No one ever told me that life was going to be easy. I knew that it wasn't. I knew that I would have to find hard to get out of my neighborhood and that the chance of that were slim to none. As a teenager, I had accepted that. That my quince was probably the most glamorous event of my life. That my wedding would probably be one forced upon me due to a pregnancy and the thought of trying to raise a child in East L.A. frightened me.

My parents, both Mexicans immigrants, moved to Alhambra when my mother was pregnant with James. James was three years older than me. We were both born in the U.S., which is supposed to mean something, but Alhambra is far from the paradise that living in the U.S. promises. My parents, three older brothers, and I lived with my mother's sister, my tia, and her five children, in a three bedroom house. Picture that for a moment.

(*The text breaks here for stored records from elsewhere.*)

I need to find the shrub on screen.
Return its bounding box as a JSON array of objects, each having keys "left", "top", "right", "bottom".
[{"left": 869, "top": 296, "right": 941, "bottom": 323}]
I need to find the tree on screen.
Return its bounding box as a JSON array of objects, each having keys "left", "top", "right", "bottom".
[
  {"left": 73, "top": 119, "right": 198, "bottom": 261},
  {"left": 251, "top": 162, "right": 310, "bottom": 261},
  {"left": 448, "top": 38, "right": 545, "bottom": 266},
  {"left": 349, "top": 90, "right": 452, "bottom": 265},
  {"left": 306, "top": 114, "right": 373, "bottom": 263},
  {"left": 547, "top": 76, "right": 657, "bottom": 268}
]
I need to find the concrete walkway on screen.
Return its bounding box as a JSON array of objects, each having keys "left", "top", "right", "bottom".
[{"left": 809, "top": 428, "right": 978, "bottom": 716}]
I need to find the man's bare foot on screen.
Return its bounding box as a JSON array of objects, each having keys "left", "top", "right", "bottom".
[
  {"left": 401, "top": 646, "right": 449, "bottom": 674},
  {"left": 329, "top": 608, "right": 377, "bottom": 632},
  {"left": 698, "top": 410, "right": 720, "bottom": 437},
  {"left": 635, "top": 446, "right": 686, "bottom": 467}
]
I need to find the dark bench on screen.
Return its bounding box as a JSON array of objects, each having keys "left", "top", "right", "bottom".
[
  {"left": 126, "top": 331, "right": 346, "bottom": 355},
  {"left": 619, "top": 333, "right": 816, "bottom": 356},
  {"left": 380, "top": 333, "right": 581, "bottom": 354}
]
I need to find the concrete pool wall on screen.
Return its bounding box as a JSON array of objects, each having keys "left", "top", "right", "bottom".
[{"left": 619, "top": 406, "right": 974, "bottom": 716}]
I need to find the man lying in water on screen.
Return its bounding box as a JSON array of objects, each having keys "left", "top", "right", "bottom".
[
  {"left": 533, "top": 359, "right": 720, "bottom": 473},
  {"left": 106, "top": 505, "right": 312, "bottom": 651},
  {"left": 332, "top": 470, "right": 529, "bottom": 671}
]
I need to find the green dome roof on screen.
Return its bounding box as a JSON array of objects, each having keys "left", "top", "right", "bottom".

When I was about eight, we finally moved out of Tia's house and into our own two bedroom house. Sharing a room with three older brothers was a welcome comfort, although privacy was always an issue. My brothers, youngest to oldest were, James, Jesus, Armando, and Roberto. James and I were the only ones born in the U.S., hence the American names. James had always been the one who caused the most trouble. Our older brothers tried in vain to help him, but before they knew it he had joined a gang and was dealing before he was 13. We both were.

I had my tattoos removed soon after Alyssa's birth. I didn't want her to see her mother like that. A chola. I wanted her to see her mother as a strong Mexican-American woman, capable of anything. I wanted to protect her from the streets of LA, the evil. I should have known that one day it would all catch up with me.

James and I shared many business ventures in our young stupid years. As an adult, nearly middle-aged, I realize how foolish we were. At the time it was all about the money, the glamour, and respect. Of course the dealing was just the beginning. A little weed here, a little coke there, meth, whatever we could get our hands on. Then came the guns We would spend hours everyday filing serial numbers that we lifted from various sources. For me it was all about being favored in my brother's eyes. I looked up to him. He always had whatever he needed, cars, clothes, he was making a life for himself here, whereas my other brothers worked 10-12 hour days for minimum wage or less and still barely made ends me. I adored James, and I thought he felt the same about me.